U.S. computer software company SAS Institute cannot claim copyright protection for the functions performed by its programs, which have been replicated by a rival, an adviser to Europe's highest court said.

The case is seen as crucial for the European computer industry and could determine how companies create products that can work with rival services without breaching copyright rules.

The non-binding opinion by Yves Bot, an advocate-general at the Luxembourg-based EU Court of Justice (ECJ), is in line with a verdict reached by the High Court of England and Wales in July last year.
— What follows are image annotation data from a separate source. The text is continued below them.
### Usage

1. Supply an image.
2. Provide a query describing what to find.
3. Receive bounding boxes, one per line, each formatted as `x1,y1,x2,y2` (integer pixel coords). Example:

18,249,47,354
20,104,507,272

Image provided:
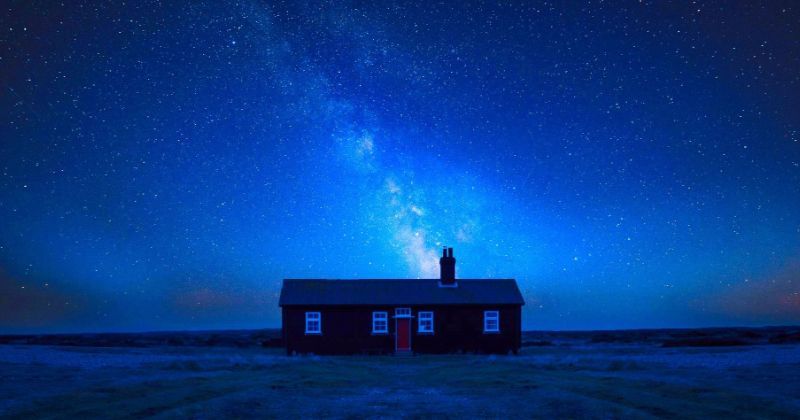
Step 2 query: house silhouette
279,248,525,355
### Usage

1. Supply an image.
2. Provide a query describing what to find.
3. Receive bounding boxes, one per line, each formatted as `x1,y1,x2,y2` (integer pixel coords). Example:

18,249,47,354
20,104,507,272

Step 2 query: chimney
439,248,456,287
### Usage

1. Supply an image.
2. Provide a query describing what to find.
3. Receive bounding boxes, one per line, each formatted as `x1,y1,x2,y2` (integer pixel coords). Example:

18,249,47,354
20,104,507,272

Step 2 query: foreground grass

ECJ judges will rule on the case next year.

SAS Institute took legal action against World Programing Ltd (WPL) in 2009, saying the British software company had infringed its copyrights by copying its programs and manuals -- even though WPL had designed its products without access to SAS's source code.

The England and Wales court disagreed with SAS Institute's arguments, saying the underlying functions performed by software programs such as drawing a box or moving a cursor were not subjected to copyright protection. The judge also sought advice from the ECJ.

In Bot's opinion released on Tuesday, the advocate-general said copyright protection cannot extend to the functions performed by a computer program or the programing language.

If it were accepted that a functionality of a computer program can be protected as such, that would amount to making it possible to monopolize ideas, to the detriment of technological progress and industrial development, he said.

He said companies could reproduce a rival's source code to ensure that its programs were compatible with competing products, as long as they comply with certain conditions.

The ECJ case is C-406/10, SAS Institute versus World Programing Ltd.